De leerlingen vrij laten in hun identiteitsvorming, hun geloofsovertuiging en waarden en normenstelsel is eveneens een belangrijk aandachtspunt. Zo zitten enkele van deze jongeren met een terugkeergedachte naar het land van herkomst omdat ze ervan overtuigd zijn zich daar beter te voelen en de geloofsovertuiging beter te kunnen uitoefenen. Daarenboven moet de structuur in een stagewerking van observeren en actief laten deelnemen duidelijk aanwezig zijn en gecommuniceerd worden naar de leerlingen. Zo worden leerlingen gedemotiveerd als ze gedurende de beginperiode actief mogen deelnemen en nadien de taak krijgen om passief te observeren.

De jongeren tot de eindmeet blijven informeren, motiveren en activeren is naar mijn mening van groot belang. In de scholen kan voor deze leerlingen een projectweek georganiseerd worden waarbij verschillende activiteiten, gastcolleges, informatiestandjes van leerbedrijven, etc. kunnen uitgenodigd worden. Zo kunnen de leerlingen kennis maken met beroepen en zo hun competenties en interesse aan deze beroepen en/of opleidingen koppelen.

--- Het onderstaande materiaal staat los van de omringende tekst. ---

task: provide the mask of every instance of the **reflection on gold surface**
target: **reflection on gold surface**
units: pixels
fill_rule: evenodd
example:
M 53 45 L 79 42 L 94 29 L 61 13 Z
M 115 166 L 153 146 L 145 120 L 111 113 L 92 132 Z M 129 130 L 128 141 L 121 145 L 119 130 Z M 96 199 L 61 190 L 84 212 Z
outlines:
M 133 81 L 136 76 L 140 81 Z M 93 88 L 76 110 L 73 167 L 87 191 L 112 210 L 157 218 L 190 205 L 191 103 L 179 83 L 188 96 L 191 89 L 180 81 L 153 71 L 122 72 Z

De leerlingen informeren, motiveren en actief laten participeren en op onderzoek laten uitgaan kan de transitie naar de arbeidsmarkt alleen maar verbeteren.

___

Youssra El Morabiti, Universiteit Antwerpen (Master in de Sociologie), is voor haar Masterproef nagegaan hoe Turkse en Marokkaanse BSO en DBSO leerlingen van een derde graad de tranistie naar de arbeidsmarkt ervaren. Gezien deze studenten al ervaring op de arbeidsmarkt opdoen tijdens de beroepspraktijkvorming op de stage- of werkplaatsen wilde ze weten welke verwachtingen deze jongeren hebben van de arbeidsmarkt maar alsook hoe ze hun huidige positie op de arbeidsmarkt ervaren. Ze haalde hierbij een delicaat onderwerp aan en bevroeg de leerlingen of ze al dan niet een vorm van discriminatie hebben ervaren op de werkvloer. Het resultaat van het onderzoek leidde ze af uit de gesloten vragenlijsten die werden aangevuld door interviews van telkens drie leerlingen in vier verschillende scholen.